We spoke to several advisors in researching our latest white paper and inadvertently gained insight into the thick cloud of uncertainty enveloping the annuity industry. In the last two months, we have written extensively on this blog about the effect of the economic downturn on annuity firms. One such topic is the modification of living benefit rider guaranties and what that product change says about the ability of firms to meet their financial commitments to annuity contract holders.
When the topic of living benefit riders came up in one of our conversations, an advisor passed along some interesting investment advice he is giving current and prospective clients. Given the amount of living benefit riders that are being discontinued or modified, the advisor said this was a good time to put a minimal investment (5-10k) into a GMIB in order to lock into the current guaranteed rate.

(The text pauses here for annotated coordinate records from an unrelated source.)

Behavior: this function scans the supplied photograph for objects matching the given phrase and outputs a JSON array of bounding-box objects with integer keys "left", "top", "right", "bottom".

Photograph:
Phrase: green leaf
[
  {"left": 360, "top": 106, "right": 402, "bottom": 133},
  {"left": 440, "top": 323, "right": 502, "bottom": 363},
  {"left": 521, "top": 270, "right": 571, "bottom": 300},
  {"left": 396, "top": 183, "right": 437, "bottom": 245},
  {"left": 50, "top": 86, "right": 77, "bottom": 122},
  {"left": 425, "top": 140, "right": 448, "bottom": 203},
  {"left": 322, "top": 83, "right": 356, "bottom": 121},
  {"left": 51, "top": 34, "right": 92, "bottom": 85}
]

In the event the guaranteed rate is changed or the product is discontinued, the investor would later be able to add a significant investment that would, in turn, be grandfathered into the locked-in rate.
While this is certainly a very viable (not to mention perfectly legal) option for annuity contract holders seeking optimal downside protection during the ongoing recession, it could be potentially disastrous for firms with poor balance sheets. It is safe to assume that if firms have already moved to reduce guaranties by an average of 2% and quietly decrease living benefit rider product lines, there are serious doubts internally around whether payout guarantees can be met going forward.
Interestingly, the guaranties given out by annuity firms are insured by the state of issue. If a firm becomes insolvent, the states are currently liable under law to cover a substantial portion of the present annuity contract value. The guaranty laws vary by state offering coverage on individual annuity contracts ranging from $100k to $500k in the most generous states New York and Washington.
With many states facing severe budget deficits that are only likely to worsen in this tough economic climate, the insolvency of prominent annuity firms would leave a hefty tab for the issue states to pick up. There is a good chance that government intervention would be required either to nationalize as in the case of Fannie, Freddie and AIG, or to dish out bailout funds to cover the states’ liabilities. Hundreds of billions of dollars worth of annuity contracts and a record number of living benefit riders have been sold over the past few years, let’s hope that the firms are able to keep up their end of the bargain.